Honeycomb structures have been widely used for impact protection and energy absorption applications. However, studies on such structures have been mainly limited to metallic honeycombs with little research done on polymeric honeycomb structures. The purpose of this paper is to study the in-plane static compressive crushing behaviour and energy absorption capacity of 3D printed polymeric honeycomb structures of different unit cell thicknesses. Uniaxial quasi-static compression tests were performed on hexagonal honeycomb structures of varying wall thicknesses printed in Nylon 12 by fused deposition modelling 3D printing. Numerical simulations using ABAQUS/Explicit finite element analysis software were performed to determine the compressive behaviour of the same honeycomb structures. Gibson and Ashby's analytical model was also used to determine the theoretical plateau stresses of the honeycombs. The experimental compressive behaviour, plateau stress and energy absorption capacity of the honeycombs were compared with numerical and analytical values.
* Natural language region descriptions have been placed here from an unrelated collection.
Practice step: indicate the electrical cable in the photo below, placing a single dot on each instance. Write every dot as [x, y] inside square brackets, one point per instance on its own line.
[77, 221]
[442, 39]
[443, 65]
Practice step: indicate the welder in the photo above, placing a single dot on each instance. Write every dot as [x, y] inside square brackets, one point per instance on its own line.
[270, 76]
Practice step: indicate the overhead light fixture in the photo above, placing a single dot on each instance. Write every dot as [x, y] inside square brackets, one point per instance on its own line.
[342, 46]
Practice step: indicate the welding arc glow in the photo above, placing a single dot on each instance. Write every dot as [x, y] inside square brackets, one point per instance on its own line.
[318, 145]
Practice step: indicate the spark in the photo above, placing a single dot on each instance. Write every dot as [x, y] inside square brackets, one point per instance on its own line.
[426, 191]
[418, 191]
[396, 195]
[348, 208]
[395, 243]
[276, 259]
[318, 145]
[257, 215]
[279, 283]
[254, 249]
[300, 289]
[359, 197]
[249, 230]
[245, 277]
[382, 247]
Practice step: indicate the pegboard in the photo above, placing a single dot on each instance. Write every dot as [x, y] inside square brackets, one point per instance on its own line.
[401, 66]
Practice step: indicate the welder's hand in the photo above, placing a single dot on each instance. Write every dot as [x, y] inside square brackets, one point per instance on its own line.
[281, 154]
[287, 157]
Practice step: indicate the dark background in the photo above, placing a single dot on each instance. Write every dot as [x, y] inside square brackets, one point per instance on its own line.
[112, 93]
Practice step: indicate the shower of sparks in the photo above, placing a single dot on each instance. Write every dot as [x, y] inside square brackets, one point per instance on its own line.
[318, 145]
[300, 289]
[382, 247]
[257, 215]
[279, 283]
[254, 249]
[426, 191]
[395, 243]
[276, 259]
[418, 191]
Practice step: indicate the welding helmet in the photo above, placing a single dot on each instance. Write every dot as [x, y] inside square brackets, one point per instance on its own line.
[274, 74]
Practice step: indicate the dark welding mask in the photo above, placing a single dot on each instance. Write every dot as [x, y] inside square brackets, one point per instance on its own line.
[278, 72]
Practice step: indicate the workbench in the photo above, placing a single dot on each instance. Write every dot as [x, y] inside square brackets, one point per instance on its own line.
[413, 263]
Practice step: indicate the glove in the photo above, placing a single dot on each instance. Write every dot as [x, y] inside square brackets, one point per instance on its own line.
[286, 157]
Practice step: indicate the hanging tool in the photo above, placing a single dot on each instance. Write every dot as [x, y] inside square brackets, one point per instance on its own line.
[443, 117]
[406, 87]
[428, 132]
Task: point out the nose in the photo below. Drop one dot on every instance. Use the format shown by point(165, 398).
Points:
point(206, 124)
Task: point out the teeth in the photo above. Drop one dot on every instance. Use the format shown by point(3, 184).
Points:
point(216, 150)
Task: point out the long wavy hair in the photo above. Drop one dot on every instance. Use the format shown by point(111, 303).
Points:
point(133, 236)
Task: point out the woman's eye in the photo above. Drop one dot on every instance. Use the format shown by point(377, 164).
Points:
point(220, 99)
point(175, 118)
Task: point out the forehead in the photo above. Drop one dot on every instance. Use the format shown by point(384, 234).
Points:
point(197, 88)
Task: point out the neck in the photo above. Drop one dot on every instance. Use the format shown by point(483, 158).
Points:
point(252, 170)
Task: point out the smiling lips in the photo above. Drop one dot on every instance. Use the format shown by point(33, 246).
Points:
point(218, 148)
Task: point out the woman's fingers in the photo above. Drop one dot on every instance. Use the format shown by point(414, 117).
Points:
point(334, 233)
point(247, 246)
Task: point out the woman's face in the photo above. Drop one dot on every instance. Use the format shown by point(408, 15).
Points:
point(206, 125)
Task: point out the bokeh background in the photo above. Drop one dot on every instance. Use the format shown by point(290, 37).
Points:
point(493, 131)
It was found that experimental results obtained are in good agreement with computational numerical solutions and with the theoretical model for all cell wall thickness to cell wall length ratios. It was also observed that the plastic deformation of hexagonal honeycombs are different in its two main in-plane directions and 3D printing can be applied to generate honeycomb structures of varying geometry and energy absorption capacity with predictable performance.